# More pics of my scaly friends



## herpgirl2510 (Jul 10, 2011)

Tonka & Chevy




OOps the rst are not tegus I will post in lizard section hard to believe only 2 months ago Tonka was almost as small as Chevy


----------



## Dirtydmc (Jul 10, 2011)

So jelous. I can't wait for mine. They are beautiful.


----------



## herpgirl2510 (Jul 10, 2011)

Thank you I must have hundreds of pics of them.


----------



## adam1120 (Jul 10, 2011)

Is that a varynard b&w? are those most docile tegu out of reds extreme blues b&w? Beauitfil tegus too


----------



## herpgirl2510 (Jul 10, 2011)

No I got him as an adult I don't know where he isfrom but he is a doll. It looks like Tonka had a rough start he has alot of scarring on the top of his head and is missing some nails and a bit of tail, but I think he is perfect.The small one is a 2010 vanyard extreme.


----------



## adam1120 (Jul 10, 2011)

i love the extreme i want to get a blue or extreme next year i cant wait to get my b&w coming from vanryaard i cant wait for a big @ss lizard to be basking in the sunlight as if he was dead lol  they look soo happy great job


----------



## herpgirl2510 (Jul 10, 2011)

For your info these guys are not housed together she has wandering into a basking area for Tonka.


----------



## reptastic (Jul 10, 2011)

Sweeet!!! Very beautiful gu's as always, how big are they now? Tonka looks about the same size as storm and rayne, do you see and buttons on chevy yet?


----------



## herpgirl2510 (Jul 10, 2011)

My poor boys feel onkas a few weeks ago. He does pop his jowls but I would be totally fine with a girl. Tonka is about 37" he is missing a few inches of tail. I would guess maybe 7 pounds could be more or less I am not great at guessing weight. His jowls really started coming out in the last week.

^^^ makes no sensse. I cannot feel chevy's at all.


----------



## reptastic (Jul 10, 2011)

I would still say chevy is a male, that tonka is gorgeous, i may need to borrow him in a few years lol :^)


----------



## herpgirl2510 (Jul 10, 2011)

Because he is so cute. I would miss him too much 





His end of the day basking area trying to soak up the last of the sun.


----------



## reptastic (Jul 10, 2011)

Dangnamit lol, he's such a stud, if you ever wanna breed him i got the perfect girl for you lol


----------



## herpgirl2510 (Jul 10, 2011)

I know I don't know whether to get the male extreme or wait and someday get a female.


----------



## reptastic (Jul 10, 2011)

You trying to get a female b/w or extreme I think once i get this second tegu enclosure built im going to start looking for a nice size male b/w(btw rayne is a confirmed lady lol)i dont think i want to breed her to my male giant so im seperating them before hibernation


----------



## herpgirl2510 (Jul 10, 2011)

I am supposed to get a male extreme in a few weeks.

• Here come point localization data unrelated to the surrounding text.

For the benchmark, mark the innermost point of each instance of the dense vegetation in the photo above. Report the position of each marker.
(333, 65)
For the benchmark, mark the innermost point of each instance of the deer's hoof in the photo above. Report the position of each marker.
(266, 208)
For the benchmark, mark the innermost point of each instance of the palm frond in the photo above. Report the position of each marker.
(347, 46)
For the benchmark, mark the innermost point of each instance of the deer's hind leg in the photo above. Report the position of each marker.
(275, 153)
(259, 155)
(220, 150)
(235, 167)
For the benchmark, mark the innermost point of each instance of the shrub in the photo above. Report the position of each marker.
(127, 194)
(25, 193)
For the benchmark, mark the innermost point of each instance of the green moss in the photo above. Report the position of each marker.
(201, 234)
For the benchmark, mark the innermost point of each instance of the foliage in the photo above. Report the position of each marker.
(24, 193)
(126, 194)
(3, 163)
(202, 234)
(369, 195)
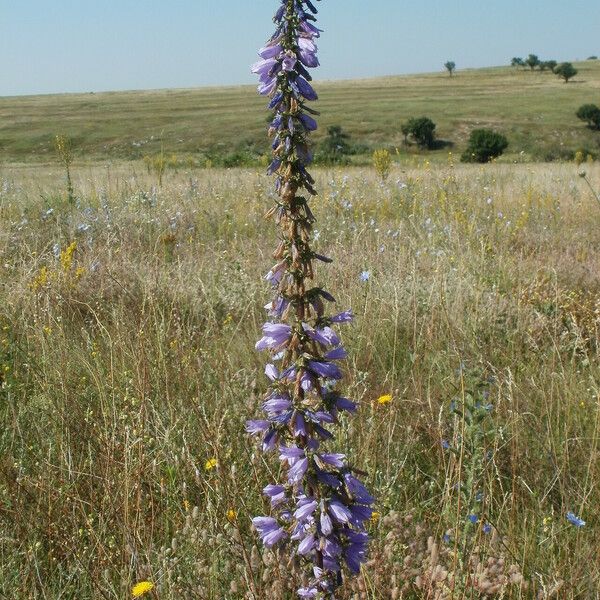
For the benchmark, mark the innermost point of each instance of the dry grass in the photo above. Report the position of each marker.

I am trying to sell the $275 I have down so far


----------



## reptastic (Jul 10, 2011)

I know about the extreme lol, i thought perhaps you were saying you might start looking a lady for tonka or chevy lol im 1/2 sleepy idk if that made sense


----------



## herpgirl2510 (Jul 10, 2011)

No I am probably confused. I am thinking about not getting the extreme I have the deposit on and looking for a female for my boys.


----------



## Strange_Evil (Jul 10, 2011)

Cool your tegu's look happy, the sav and tegu pic is my fav though!


----------



## reptastic (Jul 10, 2011)

Ahh ok thats what i thought you meant, im thinking about doing the same, im thinking of getting either a blue or a redXblue female for storm and nice male b/w for rayne, but not any time soon


----------



## KStegukeeper (Jul 10, 2011)

Nice Sav. monitor! I was thinking of getting a Sav. before ordering my b & w tegu from Bobby. Hopefully after my tegu matures I will own one. Are they any more difficult to keep than a tegu. The only reason I ask is because the owner of the pet store that turned me on to tegus indicated that Sav. monitors were much more aggressive than tegus. Just wondering, I have zero experience with lizards.


----------



## tora (Jul 10, 2011)

From what I've seen savs take a bit more work to tame, and are more prone to having 'moments'. I have seen some really chill ones though. What you need to remember is that each lizard has it's own personality, and while you really get out what you put in, sometimes there's not much you can do if they aren't like puppies. As far as difficulty owning one, I wouldn't know.


----------



## herpgirl2510 (Jul 11, 2011)

They are much more difficult to care as far as caging 2 feet substrate 130 degree basking spot, and their diet is very expensive. I went through about 750 large dubia roaches in 10 days she wiped out my whole colony. She has her moments they are more unpredictable as far as moods go. The last few weeks she is very fiesty leaving nice welts on my legs frm her tail. They also have to stay warmer so beingout of the age for a longperiod of time is not good she just slows right don and hides. I had not bee handling her the last few weeks and you can tell.


----------



## herpgirl2510 (Jul 17, 2011)

More pics of my boys





This lasts for about 2 seconds


----------



## reptastic (Jul 17, 2011)

Ahh i see they like to do the stack up too lol


----------



## herpgirl2510 (Jul 18, 2011)

Chevy tries to catch a ride on Tonka all the time he is lucky Tonka is so mellow.


----------